Select the sentence in the passage in which the author introduces a specific Nahuatl mode of expression that is not identified as being shared with certain European languages.
Here’s the passage. The sentence that is underlined is my answer and the sentence with the bold font is the right answer:
Whether the languages of the ancient American peoples were used for expressing abstract universal concepts can be clearly answered in the case of Nahuatl. Nahuatl, like Greek and German, is a language that allows the formation of extensive compounds. By the combination of radicals or semantic elements, single compound words can express complex conceptual relations, often of an abstract universal character.
The tlamatinime (those who know) were able to use this rich stock of abstract terms to express the nuances of their thought. They also availed themselves of other forms of expression with metaphorical meaning, some probably original, some derived from Toltec coinages. Of these forms, the most characteristic in Nahuatl is the juxtaposition of two words that, because they are synonyms, associated terms, or even contraries, complement each other to evoke one single idea. Used metaphorically, the juxtaposed terms connote specific or essential traits of the being they refer to, introducing a mode of poetry as an almost habitual form of expression.
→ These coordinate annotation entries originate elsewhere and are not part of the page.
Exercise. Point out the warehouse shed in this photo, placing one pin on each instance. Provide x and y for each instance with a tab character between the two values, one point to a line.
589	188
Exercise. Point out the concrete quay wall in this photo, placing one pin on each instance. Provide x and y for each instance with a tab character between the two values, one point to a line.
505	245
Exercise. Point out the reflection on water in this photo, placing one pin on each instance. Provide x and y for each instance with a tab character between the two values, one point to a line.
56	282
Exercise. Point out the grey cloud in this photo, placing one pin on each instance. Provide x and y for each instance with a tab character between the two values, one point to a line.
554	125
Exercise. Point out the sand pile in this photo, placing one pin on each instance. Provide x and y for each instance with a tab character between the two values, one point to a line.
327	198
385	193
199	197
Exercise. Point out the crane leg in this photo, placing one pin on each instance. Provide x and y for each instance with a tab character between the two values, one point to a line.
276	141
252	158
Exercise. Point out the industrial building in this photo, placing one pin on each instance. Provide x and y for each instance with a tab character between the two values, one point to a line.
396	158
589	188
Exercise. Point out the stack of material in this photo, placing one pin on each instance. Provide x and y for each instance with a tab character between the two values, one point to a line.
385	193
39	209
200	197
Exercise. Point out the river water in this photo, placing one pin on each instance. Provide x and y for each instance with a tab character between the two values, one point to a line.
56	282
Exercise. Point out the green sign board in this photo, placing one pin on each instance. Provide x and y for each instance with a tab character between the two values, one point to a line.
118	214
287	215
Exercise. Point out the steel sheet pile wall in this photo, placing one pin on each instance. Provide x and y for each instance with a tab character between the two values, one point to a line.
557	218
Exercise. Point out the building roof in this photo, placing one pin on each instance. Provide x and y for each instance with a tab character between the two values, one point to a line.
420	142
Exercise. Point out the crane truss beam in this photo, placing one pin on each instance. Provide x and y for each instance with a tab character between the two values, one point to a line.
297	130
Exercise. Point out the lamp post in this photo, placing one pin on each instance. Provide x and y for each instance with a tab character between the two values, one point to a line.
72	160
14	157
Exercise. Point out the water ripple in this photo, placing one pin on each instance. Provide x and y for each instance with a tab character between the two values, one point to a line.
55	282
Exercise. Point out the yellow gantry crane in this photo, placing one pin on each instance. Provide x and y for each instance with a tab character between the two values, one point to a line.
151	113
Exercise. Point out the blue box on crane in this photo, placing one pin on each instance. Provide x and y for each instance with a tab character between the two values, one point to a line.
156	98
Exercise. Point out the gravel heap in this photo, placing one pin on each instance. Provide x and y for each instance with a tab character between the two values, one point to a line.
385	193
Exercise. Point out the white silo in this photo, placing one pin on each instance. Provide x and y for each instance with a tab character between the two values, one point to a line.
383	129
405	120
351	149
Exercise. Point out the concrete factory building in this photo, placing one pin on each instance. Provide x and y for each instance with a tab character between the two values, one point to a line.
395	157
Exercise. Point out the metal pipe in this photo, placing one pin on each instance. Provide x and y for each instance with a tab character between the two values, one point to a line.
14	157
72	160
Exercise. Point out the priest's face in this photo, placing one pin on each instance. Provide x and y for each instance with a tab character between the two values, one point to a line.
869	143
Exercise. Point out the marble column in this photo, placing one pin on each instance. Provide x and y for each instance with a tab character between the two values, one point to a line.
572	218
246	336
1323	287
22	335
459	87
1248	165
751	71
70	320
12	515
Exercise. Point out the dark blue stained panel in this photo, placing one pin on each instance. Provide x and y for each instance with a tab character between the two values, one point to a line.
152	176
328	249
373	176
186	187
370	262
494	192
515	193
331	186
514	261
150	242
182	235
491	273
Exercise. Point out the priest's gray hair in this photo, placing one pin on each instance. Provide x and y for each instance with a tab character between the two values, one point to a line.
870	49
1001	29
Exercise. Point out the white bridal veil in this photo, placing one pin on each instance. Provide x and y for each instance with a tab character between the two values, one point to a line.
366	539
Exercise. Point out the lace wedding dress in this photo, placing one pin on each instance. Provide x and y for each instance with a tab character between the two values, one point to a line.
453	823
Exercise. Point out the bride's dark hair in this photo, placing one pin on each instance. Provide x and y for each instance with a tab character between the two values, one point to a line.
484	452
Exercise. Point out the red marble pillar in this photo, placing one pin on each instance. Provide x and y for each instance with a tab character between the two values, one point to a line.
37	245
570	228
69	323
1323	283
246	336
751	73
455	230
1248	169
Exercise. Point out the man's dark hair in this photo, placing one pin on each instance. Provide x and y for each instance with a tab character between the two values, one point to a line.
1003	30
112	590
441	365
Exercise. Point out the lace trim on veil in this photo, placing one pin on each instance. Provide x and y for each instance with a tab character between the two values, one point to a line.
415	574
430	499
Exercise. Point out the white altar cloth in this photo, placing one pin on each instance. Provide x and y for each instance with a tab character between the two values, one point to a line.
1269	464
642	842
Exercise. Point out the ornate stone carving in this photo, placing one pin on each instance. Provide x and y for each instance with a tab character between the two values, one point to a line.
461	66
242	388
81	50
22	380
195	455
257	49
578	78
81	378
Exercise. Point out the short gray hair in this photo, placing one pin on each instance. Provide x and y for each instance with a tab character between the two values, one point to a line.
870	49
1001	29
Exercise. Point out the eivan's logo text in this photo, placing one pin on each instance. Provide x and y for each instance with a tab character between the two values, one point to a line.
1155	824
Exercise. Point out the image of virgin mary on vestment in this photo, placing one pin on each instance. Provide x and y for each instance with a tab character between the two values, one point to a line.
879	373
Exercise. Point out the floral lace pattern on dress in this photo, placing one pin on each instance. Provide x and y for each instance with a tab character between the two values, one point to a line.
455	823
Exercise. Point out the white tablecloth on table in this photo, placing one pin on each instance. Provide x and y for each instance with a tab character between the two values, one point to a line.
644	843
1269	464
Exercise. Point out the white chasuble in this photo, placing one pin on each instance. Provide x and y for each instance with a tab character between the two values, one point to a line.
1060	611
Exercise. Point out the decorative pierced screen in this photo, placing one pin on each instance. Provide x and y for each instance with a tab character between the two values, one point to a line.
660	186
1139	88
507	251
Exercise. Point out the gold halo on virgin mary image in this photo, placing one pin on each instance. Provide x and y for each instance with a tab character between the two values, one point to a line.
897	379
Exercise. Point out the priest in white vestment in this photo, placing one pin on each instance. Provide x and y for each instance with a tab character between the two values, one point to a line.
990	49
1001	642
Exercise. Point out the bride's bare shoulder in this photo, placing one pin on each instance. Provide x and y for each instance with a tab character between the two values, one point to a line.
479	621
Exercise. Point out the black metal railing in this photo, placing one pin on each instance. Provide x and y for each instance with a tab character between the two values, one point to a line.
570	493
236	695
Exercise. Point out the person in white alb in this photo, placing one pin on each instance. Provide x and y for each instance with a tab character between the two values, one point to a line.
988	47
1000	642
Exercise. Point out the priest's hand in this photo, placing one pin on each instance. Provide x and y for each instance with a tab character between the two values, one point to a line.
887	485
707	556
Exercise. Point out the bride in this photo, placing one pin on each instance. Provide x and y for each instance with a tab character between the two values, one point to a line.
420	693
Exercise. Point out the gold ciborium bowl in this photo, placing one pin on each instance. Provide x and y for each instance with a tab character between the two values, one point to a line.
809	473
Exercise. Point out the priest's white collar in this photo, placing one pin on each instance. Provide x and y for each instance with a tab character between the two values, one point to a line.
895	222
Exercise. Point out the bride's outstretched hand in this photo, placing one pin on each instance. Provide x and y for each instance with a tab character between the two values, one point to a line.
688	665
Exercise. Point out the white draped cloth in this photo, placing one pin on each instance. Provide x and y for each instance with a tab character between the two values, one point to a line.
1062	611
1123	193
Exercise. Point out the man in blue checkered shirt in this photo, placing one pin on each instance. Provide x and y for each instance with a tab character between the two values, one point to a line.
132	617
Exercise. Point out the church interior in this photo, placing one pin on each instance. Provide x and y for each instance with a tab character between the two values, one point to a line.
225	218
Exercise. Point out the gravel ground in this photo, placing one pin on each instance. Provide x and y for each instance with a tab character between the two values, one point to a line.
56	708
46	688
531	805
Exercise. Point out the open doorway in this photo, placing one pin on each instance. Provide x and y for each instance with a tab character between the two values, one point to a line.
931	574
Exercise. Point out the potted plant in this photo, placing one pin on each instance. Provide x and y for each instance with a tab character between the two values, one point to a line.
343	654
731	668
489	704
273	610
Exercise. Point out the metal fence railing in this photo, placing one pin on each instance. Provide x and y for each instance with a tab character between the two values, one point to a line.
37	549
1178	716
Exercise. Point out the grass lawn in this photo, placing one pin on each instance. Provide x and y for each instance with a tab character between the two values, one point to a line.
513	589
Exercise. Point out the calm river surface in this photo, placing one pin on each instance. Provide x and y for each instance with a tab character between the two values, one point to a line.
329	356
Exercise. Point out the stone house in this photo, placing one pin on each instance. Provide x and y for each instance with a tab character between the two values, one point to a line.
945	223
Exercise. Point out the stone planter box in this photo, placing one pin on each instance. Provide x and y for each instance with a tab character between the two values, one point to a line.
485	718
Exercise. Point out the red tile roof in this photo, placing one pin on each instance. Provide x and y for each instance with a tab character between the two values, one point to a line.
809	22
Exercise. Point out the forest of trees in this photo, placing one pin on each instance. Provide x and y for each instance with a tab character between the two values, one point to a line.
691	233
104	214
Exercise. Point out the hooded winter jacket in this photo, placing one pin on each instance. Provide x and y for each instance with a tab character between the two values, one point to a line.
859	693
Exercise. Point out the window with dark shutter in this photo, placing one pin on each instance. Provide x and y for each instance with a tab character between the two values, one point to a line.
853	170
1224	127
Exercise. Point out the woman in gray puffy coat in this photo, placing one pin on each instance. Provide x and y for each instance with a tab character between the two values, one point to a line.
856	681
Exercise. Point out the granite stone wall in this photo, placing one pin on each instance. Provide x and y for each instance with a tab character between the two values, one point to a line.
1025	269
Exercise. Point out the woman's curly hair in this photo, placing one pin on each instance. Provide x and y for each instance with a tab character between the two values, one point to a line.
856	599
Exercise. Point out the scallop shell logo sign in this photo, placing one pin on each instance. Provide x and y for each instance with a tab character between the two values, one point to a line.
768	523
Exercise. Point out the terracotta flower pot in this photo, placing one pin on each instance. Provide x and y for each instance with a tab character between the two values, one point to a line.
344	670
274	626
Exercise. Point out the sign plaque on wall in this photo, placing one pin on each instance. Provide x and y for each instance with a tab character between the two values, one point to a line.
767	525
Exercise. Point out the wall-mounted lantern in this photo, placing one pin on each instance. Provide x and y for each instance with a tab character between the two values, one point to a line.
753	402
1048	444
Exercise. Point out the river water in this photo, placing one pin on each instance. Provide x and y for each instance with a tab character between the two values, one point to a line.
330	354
This is the explanation given by ETS (but it’s pretty sparse in elaboration):
The passage introduces two specific Nahuatl modes of expression. One is the formation of single compound words that are capable of expressing complex conceptual relations (first paragraph); the other is the juxtaposition of two related words to evoke a single idea (second paragraph). In the formation of compounds Nahuatl is described as being “like Greek and German,” but the second mode is not identified as being shared with other languages. Therefore the sixth sentence (“Of these forms . . . one single idea”) is the best choice.
I thought the use of metaphors is Nahuatl’s second mode of expression, and my chosen sentence first introduces it. Furthermore, the “of these forms” suggests that ETS’s chosen sentence is expanding on the metaphorical mode of expression. Where did I misinterpret things here?